How do you verify the identity: 1 - cos 2x = tan x sin 2x?

Apr 16, 2018

Here's how I proved it:

Explanation:

$1 - \cos 2 x = \tan x \sin 2 x$

I'll prove using the right hand side of the equation.

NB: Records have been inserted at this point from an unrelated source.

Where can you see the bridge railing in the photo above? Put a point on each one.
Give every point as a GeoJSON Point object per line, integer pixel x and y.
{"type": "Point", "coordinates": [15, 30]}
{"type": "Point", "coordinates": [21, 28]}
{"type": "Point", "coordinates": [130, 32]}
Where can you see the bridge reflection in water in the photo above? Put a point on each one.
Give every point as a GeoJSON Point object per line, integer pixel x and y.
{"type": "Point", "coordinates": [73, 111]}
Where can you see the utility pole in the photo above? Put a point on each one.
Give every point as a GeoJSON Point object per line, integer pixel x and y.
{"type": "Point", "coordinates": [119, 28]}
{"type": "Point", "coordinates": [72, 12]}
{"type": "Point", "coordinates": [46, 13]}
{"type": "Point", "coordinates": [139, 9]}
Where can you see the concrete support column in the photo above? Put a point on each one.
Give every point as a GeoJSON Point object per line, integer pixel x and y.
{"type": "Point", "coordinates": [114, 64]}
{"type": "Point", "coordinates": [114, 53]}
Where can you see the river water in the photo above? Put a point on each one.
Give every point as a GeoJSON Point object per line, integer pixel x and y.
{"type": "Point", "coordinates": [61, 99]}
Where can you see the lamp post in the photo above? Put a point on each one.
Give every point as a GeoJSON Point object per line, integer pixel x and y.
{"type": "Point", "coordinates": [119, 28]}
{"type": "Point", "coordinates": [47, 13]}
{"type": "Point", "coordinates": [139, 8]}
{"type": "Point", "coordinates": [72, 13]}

From the double angle identities, $\sin 2 x = 2 \sin x \cos x$:
$\quad \quad \quad \quad \quad \quad \quad \quad \quad = \sin \frac{x}{\cos} x \cdot 2 \sin x \cos x$

Combine by multiplying:
$\quad \quad \quad \quad \quad \quad \quad \quad \quad = \frac{2 {\sin}^{2} x \cancel{\cos x}}{\cancel{\cos x}}$

$\quad \quad \quad \quad \quad \quad \quad \quad \quad = 2 {\sin}^{2} x$

From the Pythagorean Identities, ${\sin}^{2} x = 1 - {\cos}^{2} x$:
$\quad \quad \quad \quad \quad \quad \quad \quad \quad = 2 \left(1 - {\cos}^{2} x\right)$

Simplify:
$\quad \quad \quad \quad \quad \quad \quad \quad \quad = 2 - 2 {\cos}^{2} x$

Factor out a $- 1$:
$\quad \quad \quad \quad \quad \quad \quad \quad \quad = - 1 \left(- 2 + 2 {\cos}^{2} x\right)$

Since we need $2 {\cos}^{2} x - 1$ to get $\cos 2 x$, let's rewrite it so that we can get that:
$\quad \quad \quad \quad \quad \quad \quad \quad \quad = - 1 \left(- 1 + 2 {\cos}^{2} x - 1\right)$

From the double angle identities, ${\cos}^{2} x - 1 = \cos 2 x$:
$\quad \quad \quad \quad \quad \quad \quad \quad \quad = - 1 \left(- 1 + \cos 2 x\right)$

Finally:
$1 - \cos 2 x = 1 - \cos 2 x$

We have proved that $1 - \cos 2 x = \tan x \sin 2 x$.

Hope this helps!